La Lachinoise Sandra Gagné vient de publier son premier livre, Fracas, après y avoir consacré près de 20 ans. L’histoire entourant la publication de ce livre et celle à l’intérieur de celui-ci sont essentiellement les mêmes : un parcours de résilience.
Dans sa vie, comme dans Fracas, Sandra vit une dualité entre «l’espoir et le désespoir». C’est l’écriture qui lui tend la main. «Ça m’a permis de m’inventer des histoires d’une vie qui me fait rêver, mais qui ne m’est pas accessible».
L’élément déclencheur
On est en 2004, et la vie de l’autrice s’apprête à basculer.

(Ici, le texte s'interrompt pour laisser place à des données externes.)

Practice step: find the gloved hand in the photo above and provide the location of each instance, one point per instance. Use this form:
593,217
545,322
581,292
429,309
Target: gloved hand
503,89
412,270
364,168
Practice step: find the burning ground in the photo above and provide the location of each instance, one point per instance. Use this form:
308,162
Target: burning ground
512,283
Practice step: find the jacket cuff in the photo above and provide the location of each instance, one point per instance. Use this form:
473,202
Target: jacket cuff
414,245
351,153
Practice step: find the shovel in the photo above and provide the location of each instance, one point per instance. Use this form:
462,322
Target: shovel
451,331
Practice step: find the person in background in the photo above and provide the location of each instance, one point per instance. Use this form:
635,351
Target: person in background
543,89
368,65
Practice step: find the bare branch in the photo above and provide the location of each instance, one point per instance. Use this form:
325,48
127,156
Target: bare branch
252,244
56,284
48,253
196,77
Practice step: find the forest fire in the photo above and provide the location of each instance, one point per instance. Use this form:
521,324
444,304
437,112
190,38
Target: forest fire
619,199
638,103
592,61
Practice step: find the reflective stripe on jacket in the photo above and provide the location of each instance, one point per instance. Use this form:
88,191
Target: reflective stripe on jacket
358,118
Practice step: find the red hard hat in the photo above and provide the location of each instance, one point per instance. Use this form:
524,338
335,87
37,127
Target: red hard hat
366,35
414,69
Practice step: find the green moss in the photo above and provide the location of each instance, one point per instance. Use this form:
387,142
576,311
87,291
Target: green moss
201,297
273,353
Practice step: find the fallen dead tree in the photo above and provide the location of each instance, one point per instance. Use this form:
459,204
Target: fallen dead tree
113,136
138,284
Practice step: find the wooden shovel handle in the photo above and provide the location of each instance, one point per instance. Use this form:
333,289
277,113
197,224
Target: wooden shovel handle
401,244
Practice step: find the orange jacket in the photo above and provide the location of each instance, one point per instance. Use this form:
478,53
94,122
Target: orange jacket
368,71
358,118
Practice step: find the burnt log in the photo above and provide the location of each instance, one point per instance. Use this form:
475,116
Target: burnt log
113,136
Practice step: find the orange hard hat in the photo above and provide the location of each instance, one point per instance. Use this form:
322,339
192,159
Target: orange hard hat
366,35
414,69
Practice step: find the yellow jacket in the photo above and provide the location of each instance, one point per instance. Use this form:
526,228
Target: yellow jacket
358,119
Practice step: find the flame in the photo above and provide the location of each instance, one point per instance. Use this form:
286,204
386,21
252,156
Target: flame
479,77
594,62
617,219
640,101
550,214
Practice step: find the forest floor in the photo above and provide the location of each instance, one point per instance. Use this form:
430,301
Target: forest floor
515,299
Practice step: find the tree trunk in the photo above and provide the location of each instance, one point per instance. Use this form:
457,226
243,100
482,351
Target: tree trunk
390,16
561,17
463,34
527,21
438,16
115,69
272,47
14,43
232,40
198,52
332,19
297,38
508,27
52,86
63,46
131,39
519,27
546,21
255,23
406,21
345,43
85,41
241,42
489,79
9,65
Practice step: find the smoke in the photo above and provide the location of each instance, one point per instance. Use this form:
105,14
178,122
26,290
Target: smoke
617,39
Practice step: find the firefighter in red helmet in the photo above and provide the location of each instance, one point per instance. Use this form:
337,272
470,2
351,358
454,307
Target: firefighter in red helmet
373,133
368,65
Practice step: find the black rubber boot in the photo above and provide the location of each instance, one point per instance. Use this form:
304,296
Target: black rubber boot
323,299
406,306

Sandra dépose un pied sur l’asphalte, puis un autre. Elle se hisse hors du taxi arrêté au coin de Saint-Denis et Mont-Royal, puis se met à traverser l’intersection animée. Il est trop tard quand elle s’aperçoit de son erreur : des voitures filent vers elle dans les deux sens. Elle est incapable de courir. « J’ai fermé mes yeux et je me suis fait frapper ».
L’accidentée passe les deux prochaines années dans un centre de réadaptation, par intermittence. L’écriture a toujours fait partie de sa vie, mais c’est à cette époque que sa pratique littéraire devient une échappatoire pour ses douleurs.
«Chaque soir, j’allais à la cafétéria et j’écrivais. Ça me sortait du mal que j’avais» confie-t-elle.
Une réécriture sans fin
En six mois, Sandra a déjà rédigé le premier jet de Fracas, une autofiction «80% vraie, 20% inventée». Mais après son séjour dans le centre de réadaptation, physiquement épuisée, elle n’a plus l’énergie pour publier son récit. Elle met ce projet sur pause pendant quelques années, le laissant mûrir dans sa tête.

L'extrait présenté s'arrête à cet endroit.